Anagen Effluvium: External reasons such as chemotherapy medications, radiation, oral contraceptives, vitamin A poisoning, persistent infections, other chemicals, and so on can sometimes result in an abnormal conclusion to the anagen phase. This indicates that your hair begins to shed while still in the anagen phase. This is referred to as 'Anagen Effluvium.' Although substantial hair loss occurs during anagen effluvium, hair begins to recover spontaneously within a few months in the majority of instances.
- Catagen Phase: Your hair strand automatically enters the catagen phase at the conclusion of the anagen phase, during which it becomes disconnected from the root. This is the transition or regression phase of your hair development, which Ayurvedically corresponds to Pitta Kala. The hair follicle renews itself by shrinking to one-sixth of its original length during the catagen phase, and the papilla rests. Though the hair strand is isolated from the dermal papilla and no longer receives nutrition, it does not shed during the catagen phase because the shortened walls of the hair follicle temporarily hold the shaft component of the strand. In typically, this period lasts around 2-3 weeks.
- Telogen Phase: Your hair strand forms a club at the conclusion of the catagen phase, and the latent resting phase, telogen, begins. In Ayurveda, this phase is known as Vata Kala. During the telogen phase, a new hair grows from the roots and gradually pushes up the preceding club hair.

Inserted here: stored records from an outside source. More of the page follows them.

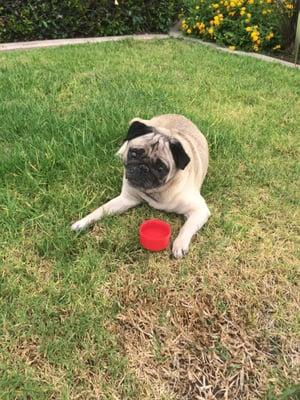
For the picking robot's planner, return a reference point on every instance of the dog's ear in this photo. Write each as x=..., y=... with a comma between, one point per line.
x=181, y=159
x=137, y=129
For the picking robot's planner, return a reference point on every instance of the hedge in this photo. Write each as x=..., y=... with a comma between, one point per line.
x=22, y=20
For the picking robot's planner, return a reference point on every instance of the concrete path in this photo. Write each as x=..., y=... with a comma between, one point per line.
x=63, y=42
x=174, y=33
x=179, y=35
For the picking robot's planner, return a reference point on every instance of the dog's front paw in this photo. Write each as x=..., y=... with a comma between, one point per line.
x=180, y=247
x=80, y=225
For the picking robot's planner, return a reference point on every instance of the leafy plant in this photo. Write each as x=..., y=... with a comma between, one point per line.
x=36, y=19
x=252, y=25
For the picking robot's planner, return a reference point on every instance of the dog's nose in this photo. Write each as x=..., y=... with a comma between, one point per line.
x=144, y=168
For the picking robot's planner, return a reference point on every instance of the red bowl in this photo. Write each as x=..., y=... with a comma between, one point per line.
x=155, y=234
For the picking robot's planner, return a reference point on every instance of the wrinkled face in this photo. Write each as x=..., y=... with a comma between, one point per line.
x=144, y=171
x=151, y=158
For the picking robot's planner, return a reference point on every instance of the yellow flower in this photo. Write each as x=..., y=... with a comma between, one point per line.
x=255, y=36
x=289, y=6
x=200, y=26
x=216, y=20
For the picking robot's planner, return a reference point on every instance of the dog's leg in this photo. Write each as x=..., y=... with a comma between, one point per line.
x=117, y=205
x=195, y=220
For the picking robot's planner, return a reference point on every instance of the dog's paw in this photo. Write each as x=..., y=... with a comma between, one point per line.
x=80, y=225
x=180, y=248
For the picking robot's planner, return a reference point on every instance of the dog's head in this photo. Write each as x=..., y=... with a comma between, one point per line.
x=151, y=157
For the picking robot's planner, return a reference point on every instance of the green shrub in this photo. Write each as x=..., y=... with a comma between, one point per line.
x=252, y=25
x=53, y=19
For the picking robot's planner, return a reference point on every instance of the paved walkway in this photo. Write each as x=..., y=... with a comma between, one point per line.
x=175, y=33
x=62, y=42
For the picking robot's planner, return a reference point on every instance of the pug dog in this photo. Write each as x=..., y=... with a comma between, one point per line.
x=165, y=163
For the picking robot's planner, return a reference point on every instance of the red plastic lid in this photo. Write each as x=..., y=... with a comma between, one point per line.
x=155, y=234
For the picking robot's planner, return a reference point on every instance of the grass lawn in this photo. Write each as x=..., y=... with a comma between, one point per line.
x=93, y=316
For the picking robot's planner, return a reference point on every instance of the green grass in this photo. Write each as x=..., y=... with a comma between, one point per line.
x=93, y=316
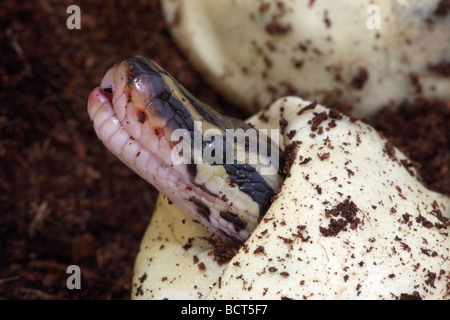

Telogen Effluvium: Physical or emotional stress, hormone imbalances induced by pregnancy or menopause, protein malnutrition, and other factors can cause hair to enter the telogen phase prematurely and finally drop off. In Ayurveda, this type of hair loss is known as Telogen effluvium or Khalitya. Telogen Effluvium is caused by an imbalance in an individual's Pitta and Vata doshas.
- Exogen Phase: It is the final stage of the natural hair growth cycle in which the hair strand totally detaches from the scalp and sheds. This is the hair you see falling out when you comb or brush it every day since around 50-100 strands of hair naturally move through the exogen phase every day.
The Natural Hair growth cycle generally lasts between 4 to 7 years. However, this occurs just during the first 2-3 cycles. As previously stated, the duration of the anagen phase shortens with age, and the hair that comes back is thinner than the preceding hair. This is due to the changing effect of different doshas as you mature.
At any moment, you should assess if you have normal hair loss produced by the natural hair growth cycle and comprehend your dosha imbalances to determine whether you are experiencing anagen effluvium or telogen effluvium. Ayurveda endows dosha-specific herbal concoctions that treat the core cause of your hair loss while maintaining your dosha levels in balance.